Georgescu, praticamente sconosciuto fino alla sua candidatura, ha condotto una campagna elettorale aggressiva e martellante su TikTok, piattaforma su cui ha ottenuto un successo straordinario. Questo improvviso aumento di popolarità ha sollevato sospetti e preoccupazioni, portando le autorità rumene a chiedere un'indagine formale sul ruolo del social media nel successo del candidato.

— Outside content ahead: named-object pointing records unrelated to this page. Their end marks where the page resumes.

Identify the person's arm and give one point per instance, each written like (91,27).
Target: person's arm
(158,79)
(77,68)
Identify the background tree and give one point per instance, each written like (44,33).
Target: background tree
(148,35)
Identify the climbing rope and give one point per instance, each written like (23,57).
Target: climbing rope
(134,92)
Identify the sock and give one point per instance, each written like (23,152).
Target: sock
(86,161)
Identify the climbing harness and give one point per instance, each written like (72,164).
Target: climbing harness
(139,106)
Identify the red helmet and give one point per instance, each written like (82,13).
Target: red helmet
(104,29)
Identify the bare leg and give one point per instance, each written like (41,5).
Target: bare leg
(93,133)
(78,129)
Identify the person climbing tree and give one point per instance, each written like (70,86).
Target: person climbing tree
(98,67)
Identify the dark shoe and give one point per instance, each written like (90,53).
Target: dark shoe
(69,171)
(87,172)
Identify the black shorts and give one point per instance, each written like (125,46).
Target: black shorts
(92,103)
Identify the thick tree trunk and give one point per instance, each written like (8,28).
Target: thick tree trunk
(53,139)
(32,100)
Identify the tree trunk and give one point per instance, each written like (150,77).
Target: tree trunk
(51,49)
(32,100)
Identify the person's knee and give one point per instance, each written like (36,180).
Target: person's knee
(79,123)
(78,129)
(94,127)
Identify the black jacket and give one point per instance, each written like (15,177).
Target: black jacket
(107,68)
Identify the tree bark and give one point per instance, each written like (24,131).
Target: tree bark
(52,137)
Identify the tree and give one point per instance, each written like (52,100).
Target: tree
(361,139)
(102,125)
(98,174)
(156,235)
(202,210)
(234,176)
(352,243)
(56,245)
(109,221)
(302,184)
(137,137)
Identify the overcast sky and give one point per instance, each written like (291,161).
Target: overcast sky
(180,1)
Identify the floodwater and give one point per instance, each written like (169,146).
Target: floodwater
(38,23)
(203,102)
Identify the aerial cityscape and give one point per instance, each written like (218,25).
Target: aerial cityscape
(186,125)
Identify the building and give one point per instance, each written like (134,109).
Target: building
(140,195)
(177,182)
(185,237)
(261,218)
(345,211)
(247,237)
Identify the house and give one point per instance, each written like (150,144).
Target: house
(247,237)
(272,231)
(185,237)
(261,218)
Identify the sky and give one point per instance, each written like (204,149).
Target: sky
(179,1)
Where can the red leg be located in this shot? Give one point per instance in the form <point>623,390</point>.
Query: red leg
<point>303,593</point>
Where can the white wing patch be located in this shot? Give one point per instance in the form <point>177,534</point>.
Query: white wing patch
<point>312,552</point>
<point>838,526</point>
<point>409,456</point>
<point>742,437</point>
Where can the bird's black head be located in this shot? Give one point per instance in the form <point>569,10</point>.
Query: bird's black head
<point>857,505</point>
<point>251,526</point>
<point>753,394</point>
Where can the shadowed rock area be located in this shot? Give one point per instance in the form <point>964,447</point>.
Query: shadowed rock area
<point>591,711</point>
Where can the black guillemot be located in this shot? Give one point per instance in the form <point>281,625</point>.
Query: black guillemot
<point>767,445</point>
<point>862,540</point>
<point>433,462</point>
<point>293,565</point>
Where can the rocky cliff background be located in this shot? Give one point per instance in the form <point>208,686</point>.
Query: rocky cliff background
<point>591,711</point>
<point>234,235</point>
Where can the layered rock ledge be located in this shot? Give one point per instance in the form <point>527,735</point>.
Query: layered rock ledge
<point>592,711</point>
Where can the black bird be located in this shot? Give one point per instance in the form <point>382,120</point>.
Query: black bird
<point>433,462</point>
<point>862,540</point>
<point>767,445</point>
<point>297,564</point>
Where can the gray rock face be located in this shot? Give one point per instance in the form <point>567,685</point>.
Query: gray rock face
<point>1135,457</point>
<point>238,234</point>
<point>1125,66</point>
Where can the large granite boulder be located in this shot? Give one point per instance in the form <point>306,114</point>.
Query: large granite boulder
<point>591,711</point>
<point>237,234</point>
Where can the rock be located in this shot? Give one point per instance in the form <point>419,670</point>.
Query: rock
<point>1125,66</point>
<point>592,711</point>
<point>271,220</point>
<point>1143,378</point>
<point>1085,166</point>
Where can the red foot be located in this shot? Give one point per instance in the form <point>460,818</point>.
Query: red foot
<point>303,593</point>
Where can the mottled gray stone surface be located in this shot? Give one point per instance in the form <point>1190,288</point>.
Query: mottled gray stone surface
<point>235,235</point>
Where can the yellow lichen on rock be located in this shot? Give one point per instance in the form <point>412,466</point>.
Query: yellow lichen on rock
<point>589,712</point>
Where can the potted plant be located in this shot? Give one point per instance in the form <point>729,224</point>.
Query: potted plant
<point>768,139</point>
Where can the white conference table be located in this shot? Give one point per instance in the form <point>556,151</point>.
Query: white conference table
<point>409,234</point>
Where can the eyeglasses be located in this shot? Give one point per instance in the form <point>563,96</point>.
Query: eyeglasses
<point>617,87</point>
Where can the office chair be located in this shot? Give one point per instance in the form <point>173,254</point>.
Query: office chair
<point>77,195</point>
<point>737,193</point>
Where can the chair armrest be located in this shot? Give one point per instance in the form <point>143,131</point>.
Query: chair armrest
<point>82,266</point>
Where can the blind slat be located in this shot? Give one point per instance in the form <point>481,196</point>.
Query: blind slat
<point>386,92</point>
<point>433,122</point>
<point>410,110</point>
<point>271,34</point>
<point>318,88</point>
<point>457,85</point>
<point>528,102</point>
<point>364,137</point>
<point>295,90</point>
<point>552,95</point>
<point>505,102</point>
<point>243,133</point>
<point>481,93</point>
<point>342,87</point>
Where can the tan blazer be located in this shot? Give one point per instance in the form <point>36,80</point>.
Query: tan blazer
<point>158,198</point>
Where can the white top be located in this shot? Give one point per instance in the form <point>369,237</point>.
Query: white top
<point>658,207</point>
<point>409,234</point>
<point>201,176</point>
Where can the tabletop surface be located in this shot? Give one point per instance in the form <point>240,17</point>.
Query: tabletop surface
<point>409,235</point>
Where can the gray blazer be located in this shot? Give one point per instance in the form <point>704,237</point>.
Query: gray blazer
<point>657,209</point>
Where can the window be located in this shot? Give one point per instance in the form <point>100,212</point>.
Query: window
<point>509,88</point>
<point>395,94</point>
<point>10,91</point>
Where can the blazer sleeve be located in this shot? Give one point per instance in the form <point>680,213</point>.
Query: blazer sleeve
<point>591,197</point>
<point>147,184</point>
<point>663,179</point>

Bucarest ha inoltre sollecitato le autorità europee a esaminare il mancato rispetto delle norme dell'Unione Europea da parte di TikTok, accusata di aver promosso i video di Georgescu tramite il suo algoritmo senza etichettarlo come candidato politico.
Le proteste contro l'estrema destra e Georgescu si sono intensificate nelle ultime ore, con centinaia di studenti che hanno manifestato a Bucarest e raduni che si sono tenuti anche in altre città del Paese. La Presidenza rumena ha dichiarato che Georgescu ha beneficiato di una massiccia esposizione sul social network, il che ha avuto un impatto significativo sul risultato finale delle elezioni, richiedendo l'introduzione di misure di emergenza.
La situazione rimane tesa, con le autorità che continuano a indagare sul possibile coinvolgimento di hacker e della Russia nel promuovere la candidatura di Georgescu.